Palace beekeeper's most solemn task: telling the bees about Queen Elizabeth II's death

After the Queen died, John Chapple, the official Palace beekeeper, was charged with the task of "telling the bees." He literally went from hive to hive telling tens of thousands of the Queen's bees that Queen Elizabeth II had passed. Vanity Fair explains:

As reported in the Daily Mail, Chapple travelled to Buckingham Palace and Clarence House to perform his opposite-of-sweet duty. He spoke "in hushed tones," no doubt to try and take the sting out of it. 

Chapple placed black ribbons around the hives, and then told the busy workers inside the news. He also explained that King Charles III is now their new master, and that he will be good to them.

"The person who has died is the master or mistress of the hives, someone important in the family who dies and you don't get any more important than the Queen, do you?" Chapple said to the British newspaper. Getting into the nitty-gritty of it, he explained, "You knock on each hive and say, 'The mistress is dead, but don't you go. Your master will be a good master to you.'"

The ritual of "telling the bees" about important events in the life of the beekeeper is centuries old. JSTOR explains its origins and how it developed over time:

This practice of "telling the bees" may have its origins in Celtic mythology where the presence of a bee after a death signified the soul leaving the body, but the tradition appears to have been most prominent in the eighteenth and nineteenth centuries in the U.S. and Western Europe. The ritual involves notifying honey bees of major events in the beekeeper's life, such as a death or marriage.

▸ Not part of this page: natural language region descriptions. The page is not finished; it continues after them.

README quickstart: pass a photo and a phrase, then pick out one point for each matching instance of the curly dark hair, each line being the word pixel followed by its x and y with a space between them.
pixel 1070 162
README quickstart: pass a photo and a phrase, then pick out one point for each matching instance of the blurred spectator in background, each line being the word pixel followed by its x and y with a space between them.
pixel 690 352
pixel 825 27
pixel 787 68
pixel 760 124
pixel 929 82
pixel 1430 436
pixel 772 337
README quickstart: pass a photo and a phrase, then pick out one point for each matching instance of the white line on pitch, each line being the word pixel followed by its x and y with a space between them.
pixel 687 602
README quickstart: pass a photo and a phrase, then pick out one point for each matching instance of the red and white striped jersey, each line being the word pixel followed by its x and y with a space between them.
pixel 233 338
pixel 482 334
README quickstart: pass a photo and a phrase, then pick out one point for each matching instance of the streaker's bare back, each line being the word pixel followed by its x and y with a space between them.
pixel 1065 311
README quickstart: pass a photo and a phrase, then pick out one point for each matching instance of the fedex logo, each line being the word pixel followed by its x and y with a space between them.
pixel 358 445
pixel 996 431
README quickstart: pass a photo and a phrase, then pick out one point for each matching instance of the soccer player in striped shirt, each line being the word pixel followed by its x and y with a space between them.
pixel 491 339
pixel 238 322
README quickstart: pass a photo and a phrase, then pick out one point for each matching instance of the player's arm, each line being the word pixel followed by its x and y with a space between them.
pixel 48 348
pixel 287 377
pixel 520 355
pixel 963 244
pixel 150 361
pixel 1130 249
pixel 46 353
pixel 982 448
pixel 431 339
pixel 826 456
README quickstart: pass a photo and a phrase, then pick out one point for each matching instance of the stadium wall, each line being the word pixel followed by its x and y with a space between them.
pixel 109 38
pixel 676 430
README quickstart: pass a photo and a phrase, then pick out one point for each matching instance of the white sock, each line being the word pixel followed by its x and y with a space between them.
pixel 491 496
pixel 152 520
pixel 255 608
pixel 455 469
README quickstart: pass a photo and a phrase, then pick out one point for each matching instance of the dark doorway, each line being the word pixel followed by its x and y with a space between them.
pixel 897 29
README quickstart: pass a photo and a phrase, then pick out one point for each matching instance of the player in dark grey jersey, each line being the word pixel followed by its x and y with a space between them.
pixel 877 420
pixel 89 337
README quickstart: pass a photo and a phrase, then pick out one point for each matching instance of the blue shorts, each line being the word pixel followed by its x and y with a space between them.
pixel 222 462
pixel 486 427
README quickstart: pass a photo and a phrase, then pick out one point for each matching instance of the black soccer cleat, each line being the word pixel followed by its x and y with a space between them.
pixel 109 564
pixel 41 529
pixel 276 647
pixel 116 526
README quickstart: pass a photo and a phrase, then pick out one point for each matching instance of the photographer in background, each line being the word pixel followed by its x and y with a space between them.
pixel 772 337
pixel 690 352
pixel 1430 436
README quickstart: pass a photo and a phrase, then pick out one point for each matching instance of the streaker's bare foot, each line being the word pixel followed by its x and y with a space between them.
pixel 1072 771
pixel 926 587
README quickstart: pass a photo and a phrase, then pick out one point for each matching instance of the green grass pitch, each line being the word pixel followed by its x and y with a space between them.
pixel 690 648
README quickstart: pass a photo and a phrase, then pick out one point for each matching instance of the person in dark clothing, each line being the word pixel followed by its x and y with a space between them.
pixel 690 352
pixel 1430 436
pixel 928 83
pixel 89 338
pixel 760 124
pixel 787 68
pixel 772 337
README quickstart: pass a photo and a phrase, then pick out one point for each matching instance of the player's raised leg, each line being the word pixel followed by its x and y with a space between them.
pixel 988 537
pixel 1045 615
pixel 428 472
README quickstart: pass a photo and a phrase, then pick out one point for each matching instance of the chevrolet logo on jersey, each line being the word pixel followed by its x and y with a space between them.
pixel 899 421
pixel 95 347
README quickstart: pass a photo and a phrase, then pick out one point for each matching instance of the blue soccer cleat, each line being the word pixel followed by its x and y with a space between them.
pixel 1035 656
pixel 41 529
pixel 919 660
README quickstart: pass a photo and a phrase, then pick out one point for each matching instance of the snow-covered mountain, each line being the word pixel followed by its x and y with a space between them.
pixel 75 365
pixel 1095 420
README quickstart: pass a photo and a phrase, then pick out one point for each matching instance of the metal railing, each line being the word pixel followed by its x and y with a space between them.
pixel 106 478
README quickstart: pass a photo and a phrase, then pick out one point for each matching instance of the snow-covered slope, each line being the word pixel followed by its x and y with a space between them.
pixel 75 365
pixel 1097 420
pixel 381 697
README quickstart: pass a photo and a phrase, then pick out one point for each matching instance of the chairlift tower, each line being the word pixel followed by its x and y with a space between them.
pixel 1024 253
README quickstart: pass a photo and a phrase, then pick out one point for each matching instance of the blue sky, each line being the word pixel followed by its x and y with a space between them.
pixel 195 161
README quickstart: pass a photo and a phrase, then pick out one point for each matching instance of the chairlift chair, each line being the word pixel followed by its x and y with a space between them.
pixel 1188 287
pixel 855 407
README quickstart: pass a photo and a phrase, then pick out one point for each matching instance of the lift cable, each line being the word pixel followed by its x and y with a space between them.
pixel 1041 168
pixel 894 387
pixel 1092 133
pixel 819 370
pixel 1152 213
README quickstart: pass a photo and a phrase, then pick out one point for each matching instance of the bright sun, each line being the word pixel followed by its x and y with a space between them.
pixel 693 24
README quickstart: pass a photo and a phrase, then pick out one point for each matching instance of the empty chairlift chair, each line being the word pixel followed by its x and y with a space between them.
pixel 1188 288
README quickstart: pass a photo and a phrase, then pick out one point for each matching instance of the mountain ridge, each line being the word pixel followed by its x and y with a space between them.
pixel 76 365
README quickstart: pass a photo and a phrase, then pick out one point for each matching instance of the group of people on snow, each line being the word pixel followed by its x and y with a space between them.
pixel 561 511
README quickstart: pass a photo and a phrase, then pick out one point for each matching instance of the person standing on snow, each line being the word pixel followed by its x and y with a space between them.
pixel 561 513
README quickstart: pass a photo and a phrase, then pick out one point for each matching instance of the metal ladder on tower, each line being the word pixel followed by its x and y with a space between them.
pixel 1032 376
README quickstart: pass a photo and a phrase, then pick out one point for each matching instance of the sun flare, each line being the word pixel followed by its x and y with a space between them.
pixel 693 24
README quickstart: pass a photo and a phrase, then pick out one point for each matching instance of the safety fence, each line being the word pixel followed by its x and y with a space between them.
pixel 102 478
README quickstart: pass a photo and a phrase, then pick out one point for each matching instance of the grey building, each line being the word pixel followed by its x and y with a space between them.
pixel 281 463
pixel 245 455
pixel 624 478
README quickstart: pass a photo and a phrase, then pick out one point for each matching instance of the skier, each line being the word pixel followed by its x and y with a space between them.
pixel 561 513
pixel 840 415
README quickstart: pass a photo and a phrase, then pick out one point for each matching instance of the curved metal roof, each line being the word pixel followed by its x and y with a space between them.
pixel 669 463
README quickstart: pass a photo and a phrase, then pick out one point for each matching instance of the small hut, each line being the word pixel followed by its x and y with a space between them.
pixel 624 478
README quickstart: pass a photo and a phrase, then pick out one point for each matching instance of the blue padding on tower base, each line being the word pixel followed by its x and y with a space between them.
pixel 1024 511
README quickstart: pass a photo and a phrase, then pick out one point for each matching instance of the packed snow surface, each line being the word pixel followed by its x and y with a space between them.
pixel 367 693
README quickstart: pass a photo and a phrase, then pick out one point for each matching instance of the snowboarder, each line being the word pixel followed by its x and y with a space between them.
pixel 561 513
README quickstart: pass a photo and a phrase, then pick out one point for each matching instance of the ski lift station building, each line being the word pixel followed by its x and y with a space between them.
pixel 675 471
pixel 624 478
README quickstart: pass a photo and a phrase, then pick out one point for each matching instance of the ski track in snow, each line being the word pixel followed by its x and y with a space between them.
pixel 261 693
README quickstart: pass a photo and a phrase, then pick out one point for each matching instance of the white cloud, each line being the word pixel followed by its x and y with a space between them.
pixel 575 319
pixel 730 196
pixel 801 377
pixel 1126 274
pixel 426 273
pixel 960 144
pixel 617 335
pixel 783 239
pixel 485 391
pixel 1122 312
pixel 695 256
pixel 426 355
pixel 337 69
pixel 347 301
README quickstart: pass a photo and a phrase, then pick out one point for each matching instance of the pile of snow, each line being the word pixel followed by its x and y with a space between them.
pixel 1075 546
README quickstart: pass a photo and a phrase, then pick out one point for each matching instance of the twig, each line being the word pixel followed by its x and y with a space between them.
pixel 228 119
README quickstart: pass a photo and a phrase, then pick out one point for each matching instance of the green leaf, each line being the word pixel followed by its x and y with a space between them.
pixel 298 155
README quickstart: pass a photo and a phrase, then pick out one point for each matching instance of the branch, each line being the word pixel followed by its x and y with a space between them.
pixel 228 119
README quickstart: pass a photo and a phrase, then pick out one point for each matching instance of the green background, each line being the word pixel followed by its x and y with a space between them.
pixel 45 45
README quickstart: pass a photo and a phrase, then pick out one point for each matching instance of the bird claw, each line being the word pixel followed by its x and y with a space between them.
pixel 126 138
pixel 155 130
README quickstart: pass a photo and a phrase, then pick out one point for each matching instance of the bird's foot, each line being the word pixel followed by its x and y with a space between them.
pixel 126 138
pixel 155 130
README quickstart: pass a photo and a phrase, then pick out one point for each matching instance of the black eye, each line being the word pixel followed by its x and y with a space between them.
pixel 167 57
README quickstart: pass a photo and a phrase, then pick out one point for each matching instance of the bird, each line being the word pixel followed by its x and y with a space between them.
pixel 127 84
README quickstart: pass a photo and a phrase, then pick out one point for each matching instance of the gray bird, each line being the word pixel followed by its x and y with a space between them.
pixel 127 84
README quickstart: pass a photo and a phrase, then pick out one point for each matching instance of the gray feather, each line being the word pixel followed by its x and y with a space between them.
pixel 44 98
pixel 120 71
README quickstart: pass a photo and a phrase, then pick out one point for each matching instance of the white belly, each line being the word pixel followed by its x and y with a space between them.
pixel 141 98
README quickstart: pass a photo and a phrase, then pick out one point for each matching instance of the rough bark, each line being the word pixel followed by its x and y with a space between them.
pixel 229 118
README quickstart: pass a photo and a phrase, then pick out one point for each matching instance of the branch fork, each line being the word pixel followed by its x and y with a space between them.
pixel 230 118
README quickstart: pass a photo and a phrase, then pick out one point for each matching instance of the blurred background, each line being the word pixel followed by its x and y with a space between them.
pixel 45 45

While the traditions varied from country to country, "telling the bees" always involved notifying the insects of a death in the family—so that the bees could share in the mourning. This generally entailed draping each hive with black crepe or some other "shred of black." It was required that the sad news be delivered to each hive individually, by knocking once and then verbally relaying the tale of sorrow.

Charles Fitzgerald Gambier Jenyns, a British Victorian apiarist and rector, in his A Book about Bees (1886) asserts that this message should be delivered to the hives at midnight. In other regions, like in Whittier's New England, they simply hung crepe on the hive and then sang to the bees that, "So-and-so is dead." Other variations include merely telling (rather than singing) or whispering the information. In some places they may say "Little brownies, little brownies, your master (or mistress) is dead."

I never knew about this ritual until the Queen died. When a friend—who was a beekeeper—died two years ago, a friend of theirs set up a group chat where we could all share photos and stories and memories of happier times. The person who set up the chat named it "Telling the Bees," and now I finally understand what that means. As much as I question most of the ritual and pomp and circumstance happening in the wake of the Queen's passing, this practice of telling the bees is touching, and seems like an intimate and meaningfully deliberate way to mourn someone's passing. As the JSTOR article points out, the ritual also highlights the incredibly important relationship between bees and humans that we must continue to foster:

While the future of the honeybee remains uncertain, this staged funeral serves as a powerful reminder that our fate is inexorably linked to that of bees. If they were to depart, the journey "we all must go" will come sooner than we realize.